La puberté précoce chez les jeunes filles pourrait être liée à certaines substances présentes dans les produits cosmétiques et leurs emballages. - Photo : © JackF / Istock

L’étude, conduite par Kim Harley et Brenda Eskenazi, de l’université de Berkeley en Californie et publiée dans la revue Human Reproduction, met en évidence une association entre certains phtalates, parabènes ou phénols et la puberté précoce des jeunes filles. [1]

L’équipe de chercheurs est partie du constat d’une hausse des cas de puberté précoce chez les jeunes filles ces dernières années. Sous la direction du professeur Kim Harley, ils ont analysé les données de 338 couples mères-enfants de la phase de grossesse à l’adolescence.

Mères et enfants

Les chercheurs ont recruté des femmes enceintes en 1999-2000 vivant aux États-Unis. Il s’agissait majoritairement de latinas vivant sous le seuil de pauvreté défini au niveau fédéral et sans diplôme d’études secondaires. Des questionnaires ont été réalisés durant la grossesse des mamans.

L’équipe de recherche a ensuite mesuré les concentrations de différentes molécules dans l’urine prélevée chez les mères pendant la grossesse et chez leurs enfants âgés lorsqu’ils étaient âgés de 9 ans. Trois types de substances ont été ciblées :

 trois métabolites de phtalates (phtalate de monoéthyle [MEP], phtalate de mono-n-butyle et le phtalate de mono-isobutyle),
 le méthylparabène (ou 4-hydroxybenzoate de méthyle) et le propylparabène (ou 4-hydroxybenzoate de profile) ;
 quatre autres phénols (triclosan, benzophénone-3 et 2,4 et 2, 5-dichlorophénol).

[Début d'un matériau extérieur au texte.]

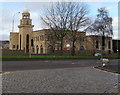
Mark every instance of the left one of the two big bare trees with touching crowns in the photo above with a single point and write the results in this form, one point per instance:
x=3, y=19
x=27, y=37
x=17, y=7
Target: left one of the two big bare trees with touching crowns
x=56, y=19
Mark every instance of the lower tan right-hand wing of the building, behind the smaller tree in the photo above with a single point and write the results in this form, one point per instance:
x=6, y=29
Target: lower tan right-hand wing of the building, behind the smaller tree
x=94, y=43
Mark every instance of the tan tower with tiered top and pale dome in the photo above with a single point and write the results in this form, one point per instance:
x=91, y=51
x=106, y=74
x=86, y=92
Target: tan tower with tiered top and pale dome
x=25, y=30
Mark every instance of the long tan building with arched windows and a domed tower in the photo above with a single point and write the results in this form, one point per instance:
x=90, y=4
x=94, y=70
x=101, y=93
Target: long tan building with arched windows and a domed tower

Les trois composants chimiques cités précédemment ont été retrouvés dans 90% des échantillons, à l’exception du triclosan (type de phénol) qui a été détecté dans 73% des échantillons d’urine issus des femmes enceintes et 69% des échantillons issus des enfants de neuf ans.

Parallèlement, l’âge de la puberté a été évalué chez 179 filles et 159 garçons tous les 9 mois, entre 9 et 13 ans, grâce à la méthode de classification clinique de Tanner.

Exposition prénatale

L’étude a permis de montrer que les jeunes filles exposées à ces substances sont davantage susceptibles d’avoir une puberté précoce. Le risque le plus fort concernant les filles dont les mères étaient les plus exposées au phthalate de monoéthyle (MEP), au triclosan (TCS) et au 2,4-dichlorophénol (2,4-DCP).

Les chercheurs ont découvert que des concentrations plus élevées de MEP et de triclosan dans l’urine prénatale étaient associées à des changements dans le calendrier des étapes de développement des enfants. Plus les concentrations augmentent, plus les signes de puberté interviennent tôt. Une situation problématique dans un contexte où les écarts d’exposition, au sein des femmes enrôlées dans l’étude, pouvaient varier de 1 à 20 selon les substances.

Possibilité de causalité inversée

Des études avaient déjà été réalisées sur des rats (Bateman and Patisaul, 2008 et Rasier et al., 2006), montrant que les phénols, les parabènes, et les phtalates pouvaient avoir des effets perturbateurs du système endocrinien. Toutefois, aucune étude n’avait étudié les effets de ces substances sur l’humain, à la fois lors de la période prénatale et lors de la période précédant la puberté. « Cela complique la comparaison avec d’autres études,  » expliquent les auteurs.

Les chercheurs mettent également en garde sur le fait que « les résultats concernant l’exposition péripubertaire aux méthyl et propyl parabènes pourraient refléter une causalité inversée si, par exemple, les filles et les garçons qui entrent tôt dans la puberté devenaient ainsi davantage susceptibles d’utiliser des cosmétiques contenant ces conservateurs par rapport aux enfants entrant plus tard dans cette période. »

En effet, ces produits chimiques sont rapidement métabolisés et se retrouvent très vite dans l’urine (en 24 à 48 heures). Une à deux mesures d’urine par stade de développement pourraient ne pas refléter avec précision l’exposition habituelle.

Autre limite de l’étude, toujours selon ses auteurs, elle repose sur une communauté d’enfants latinos pauvres vivant dans des communautés rurales. On ne peut donc exclure d’autres facteurs de contamination tels que les pesticides.

Malgré ces limites, les auteurs considèrent que leur étude est méthodologiquement solide, avec une construction longitudinale et des mesures de biomarqueurs d’exposition au cours de deux fenêtres critiques du développement. Elle « contribue à une littérature de plus en plus importante suggérant qu’une exposition à certains produits chimiques perturbant le système endocrinien pourrait avoir une incidence sur l’âge de la puberté chez les enfants ».